United Nations Food and Agriculture Organization (FAO) director-general Qu Dongyu has appealed for 100 million dollars of urgent aid to ease the plight of desperate farmers, herders, fishers and their families in Yemen.
"Millions of people are unable to meet their basic needs," Qu said in an address to the virtual High-Level Pledging Event for the Humanitarian Crisis in Yemen.
Yemen is currently facing the world's largest humanitarian crisis as the civil war, economic crisis and institutional collapse have left 24 million people - some 80 percent of the population - in need of humanitarian aid. The country is also battling a severe Desert Locust outbreak and the Covid-19 pandemic.

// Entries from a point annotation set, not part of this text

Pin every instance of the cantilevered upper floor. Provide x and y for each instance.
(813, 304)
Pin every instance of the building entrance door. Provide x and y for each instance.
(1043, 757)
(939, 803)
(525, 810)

Farmers, fishers and herders - crucial to the impoverished country's food supply - have all been hit hard by the five-year-old conflict and the resulting economic decline, Qu said.
"We must act now, we need your support," Qu told donors.
"There is no time to wait," he underlined.
FAO wants to reach 6 million people and distribute emergency livelihood-assistance - seeds, tools, coolboxes, life jackets and cash - to enable farmers and fishers to keep producing and continue livestock rearing, Qu stated.
Vaccinations and treatment for livestock, surveillance and control of plant pests, including Desert Locust, would benefit 4.2 million people, Qu said.
Assistance needs to be scaled up for Yemen to enable its farmers, herders and fishers to produce food to feed themselves, their families and their communities, he stated.
Even before the Covid-19 pandemic, Yemen was on the brink of catastrophe, Qu underlined. Nearly 16 million people were at risk of famine even before the pandemic began - over half of the country's entire population, according to the 2020 Global Report on Food Crises.
Violence escalated in Yemen in March 2015 and over 200 humanitarian organisations are now working together to assist more than 13 million people across the country every month.
Millions of people lack access to adequate food, water and sanitation and official figures show that Covid-19 cases have been confirmed in 10 of the country's 22 governorates.
Opening Tuesday's pledging conference, UN secretary-general, Antonio Guterres called for an end to the deadly conflict in Yemen.
Without increased funding, the UN will have to end several humanitarian programmes in Yemen, Guterres warned.
The virtual conference was organised by the UN in partnership with the Kingdom of Saudi Arabia.
FAO has been working in Yemen to boost and safeguard food and livestock production, provide animal feed and beekeeping kits, vaccinations and treatment for livestock, and assist home poultry production and dairy processing.
FAO provided humanitarian assistance to 3 million people in Yemen last year and more than 3.6 million animals were protected through animal health campaigns, the UN agency said.